Hairstylists, shop owners continue protests, pleas to reopen

Bay Area hair salon owners have begun organizing in their fight to be allowed to re-open indoors.

They say they feel they can operate safely indoors, but they've been ignored constantly by health officials and political leaders.
United Grooming Parlor For the People near Jack London Square in Oakland has been closed since March because of the pandemic.

Owner Julie Nichols gets emotional when she talks about the financial hardships.

"My clients have donated money. They have pre-paid for haircuts," she says.

Nichols says she has made her shop "COVID safe" with plexiglass barriers and an air filtration system. But she is still prohibited from re-opening.

"A thousand hours of our training we learned how to do safety and sanitation. That's the main part of our license. It is not whether we are good at cutting hair. It is whether we are safe and sanitary," Nichols says.

Nichols was one of dozens of hair salon owners from across the Bay Area who joined in a protest outside San Francisco City Hall.

They came in hopes health officials will hear them when they say they can operate indoors safely and should be allowed to reopen.

"We have been abandoned as an industry and no one has been listening to us," San Francisco stylist Rachel Stefanik.
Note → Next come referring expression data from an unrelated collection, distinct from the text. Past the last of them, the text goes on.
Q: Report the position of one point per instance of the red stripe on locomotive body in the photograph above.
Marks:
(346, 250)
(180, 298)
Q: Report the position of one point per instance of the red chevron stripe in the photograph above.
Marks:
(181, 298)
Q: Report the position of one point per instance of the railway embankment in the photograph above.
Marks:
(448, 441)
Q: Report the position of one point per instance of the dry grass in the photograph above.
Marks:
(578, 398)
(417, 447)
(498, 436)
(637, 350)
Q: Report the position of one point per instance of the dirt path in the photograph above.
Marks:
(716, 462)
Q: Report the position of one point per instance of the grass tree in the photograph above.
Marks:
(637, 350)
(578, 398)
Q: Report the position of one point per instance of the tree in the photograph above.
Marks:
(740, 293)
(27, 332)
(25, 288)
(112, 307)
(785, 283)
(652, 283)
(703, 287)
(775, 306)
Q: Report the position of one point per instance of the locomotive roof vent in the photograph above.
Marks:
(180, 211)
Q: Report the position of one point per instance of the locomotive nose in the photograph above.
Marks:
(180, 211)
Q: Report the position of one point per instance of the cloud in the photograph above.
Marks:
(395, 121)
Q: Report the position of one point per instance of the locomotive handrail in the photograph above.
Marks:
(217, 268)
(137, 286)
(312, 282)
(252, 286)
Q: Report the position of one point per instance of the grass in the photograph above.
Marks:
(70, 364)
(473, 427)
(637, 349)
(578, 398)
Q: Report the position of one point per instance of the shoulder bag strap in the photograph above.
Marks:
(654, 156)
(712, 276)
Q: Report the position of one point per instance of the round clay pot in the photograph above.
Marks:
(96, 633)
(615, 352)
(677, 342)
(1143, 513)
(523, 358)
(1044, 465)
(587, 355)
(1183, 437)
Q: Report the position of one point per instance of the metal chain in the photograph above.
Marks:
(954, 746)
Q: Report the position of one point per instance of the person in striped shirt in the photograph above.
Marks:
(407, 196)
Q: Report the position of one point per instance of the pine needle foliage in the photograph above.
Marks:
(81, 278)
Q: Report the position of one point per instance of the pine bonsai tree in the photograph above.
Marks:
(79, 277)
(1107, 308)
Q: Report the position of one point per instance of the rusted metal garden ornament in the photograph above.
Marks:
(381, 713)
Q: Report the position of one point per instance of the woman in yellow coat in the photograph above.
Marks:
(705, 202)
Outdoor haircuts are permitted in some counties, including Contra Costa, with certain safety restrictions. But under orders from Governor Gavin Newsom, indoor hair cuts are not allowed in counties on California's COVID-19 watch list, which now encompasses the entire Bay Area.
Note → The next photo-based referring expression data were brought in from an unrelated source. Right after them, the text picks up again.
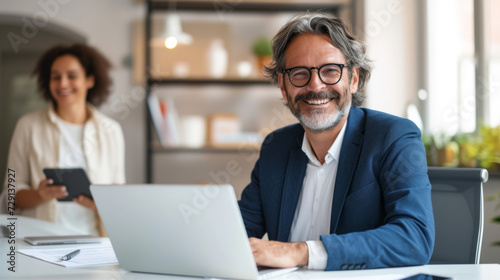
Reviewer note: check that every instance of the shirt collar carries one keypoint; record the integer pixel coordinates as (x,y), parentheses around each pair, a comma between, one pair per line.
(53,117)
(333,152)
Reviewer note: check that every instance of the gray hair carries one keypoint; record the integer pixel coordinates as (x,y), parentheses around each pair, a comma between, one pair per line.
(341,36)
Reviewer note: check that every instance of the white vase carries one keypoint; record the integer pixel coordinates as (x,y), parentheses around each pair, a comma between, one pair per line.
(217,59)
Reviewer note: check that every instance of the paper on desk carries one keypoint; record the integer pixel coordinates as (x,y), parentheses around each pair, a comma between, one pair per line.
(370,277)
(89,256)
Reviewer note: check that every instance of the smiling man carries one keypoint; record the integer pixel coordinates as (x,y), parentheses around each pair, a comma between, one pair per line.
(347,188)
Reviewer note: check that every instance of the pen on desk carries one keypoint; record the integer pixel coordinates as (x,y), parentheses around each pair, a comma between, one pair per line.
(70,255)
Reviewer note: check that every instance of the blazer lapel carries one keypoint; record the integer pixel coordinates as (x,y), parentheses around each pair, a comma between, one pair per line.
(296,169)
(349,155)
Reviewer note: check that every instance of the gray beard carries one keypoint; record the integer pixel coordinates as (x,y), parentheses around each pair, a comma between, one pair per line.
(318,121)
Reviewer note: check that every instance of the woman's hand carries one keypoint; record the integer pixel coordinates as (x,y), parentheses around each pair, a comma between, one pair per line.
(47,192)
(85,202)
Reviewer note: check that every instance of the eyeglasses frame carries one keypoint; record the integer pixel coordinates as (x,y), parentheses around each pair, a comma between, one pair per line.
(341,66)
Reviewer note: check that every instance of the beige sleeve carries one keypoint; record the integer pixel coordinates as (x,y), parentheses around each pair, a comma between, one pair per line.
(120,156)
(17,165)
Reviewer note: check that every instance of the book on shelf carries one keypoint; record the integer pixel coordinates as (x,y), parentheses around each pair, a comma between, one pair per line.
(165,120)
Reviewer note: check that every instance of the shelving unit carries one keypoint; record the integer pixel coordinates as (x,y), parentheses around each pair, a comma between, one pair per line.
(219,8)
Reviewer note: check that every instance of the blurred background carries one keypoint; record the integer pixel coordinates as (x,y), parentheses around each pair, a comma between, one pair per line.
(436,62)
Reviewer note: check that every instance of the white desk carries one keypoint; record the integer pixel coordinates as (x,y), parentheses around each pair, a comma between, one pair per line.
(30,268)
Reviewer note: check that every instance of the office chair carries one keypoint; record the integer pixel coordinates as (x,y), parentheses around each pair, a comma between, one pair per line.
(457,199)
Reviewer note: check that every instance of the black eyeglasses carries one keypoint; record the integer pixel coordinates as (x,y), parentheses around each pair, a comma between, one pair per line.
(329,74)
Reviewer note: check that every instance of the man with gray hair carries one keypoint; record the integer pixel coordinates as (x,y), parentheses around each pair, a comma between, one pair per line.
(347,188)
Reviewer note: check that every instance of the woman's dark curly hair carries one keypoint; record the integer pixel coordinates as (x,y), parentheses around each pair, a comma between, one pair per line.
(94,63)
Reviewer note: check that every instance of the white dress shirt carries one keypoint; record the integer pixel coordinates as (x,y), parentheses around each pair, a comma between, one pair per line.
(71,155)
(314,208)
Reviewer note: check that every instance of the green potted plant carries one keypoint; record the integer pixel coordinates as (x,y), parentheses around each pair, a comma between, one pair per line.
(496,219)
(467,150)
(263,52)
(489,148)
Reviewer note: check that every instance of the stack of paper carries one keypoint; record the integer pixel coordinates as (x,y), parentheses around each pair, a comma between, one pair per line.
(89,256)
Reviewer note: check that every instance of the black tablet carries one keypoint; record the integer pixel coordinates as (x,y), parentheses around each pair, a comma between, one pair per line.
(75,179)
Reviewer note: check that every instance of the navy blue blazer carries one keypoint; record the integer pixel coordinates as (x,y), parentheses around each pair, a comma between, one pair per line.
(382,211)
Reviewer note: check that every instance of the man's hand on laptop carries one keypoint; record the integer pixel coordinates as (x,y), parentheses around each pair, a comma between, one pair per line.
(279,254)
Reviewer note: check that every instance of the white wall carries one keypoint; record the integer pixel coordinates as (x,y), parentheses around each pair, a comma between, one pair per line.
(391,36)
(108,27)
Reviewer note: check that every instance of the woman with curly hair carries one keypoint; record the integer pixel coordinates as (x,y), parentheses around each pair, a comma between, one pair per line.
(69,133)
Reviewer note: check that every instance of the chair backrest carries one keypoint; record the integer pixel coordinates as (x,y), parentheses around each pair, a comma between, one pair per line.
(457,199)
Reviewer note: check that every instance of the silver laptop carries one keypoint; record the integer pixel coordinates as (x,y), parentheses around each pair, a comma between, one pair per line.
(193,230)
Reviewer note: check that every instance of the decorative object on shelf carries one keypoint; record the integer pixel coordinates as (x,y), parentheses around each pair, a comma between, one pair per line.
(172,33)
(263,52)
(446,149)
(180,69)
(165,120)
(217,59)
(221,128)
(224,131)
(244,69)
(193,131)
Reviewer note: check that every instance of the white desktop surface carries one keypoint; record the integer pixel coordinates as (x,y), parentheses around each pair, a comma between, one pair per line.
(30,268)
But certain space restrictions make outdoor haircutting a non-starter. The fight is for indoor service.

"It's a lot safer than being on an airplane," says Nichols.

"To be within six feet of someone for more than 15 minutes, we consider that a very close contact. Someone who is at high risk of getting infected if one person is infected," says Dr. John Swartzberg of UC Berkeley's School of Public Health.

But he says, in one case where two hair salon workers were infected, they and their customers wore masks and no one else came down with COVID-19. "It's an issue that can be argued both ways," he says.

"Either open us inside and let us run our businesses properly. Or give us some financial assistance," says Stefanik.

Another protest is scheduled Saturday by salon owners in Pleasanton.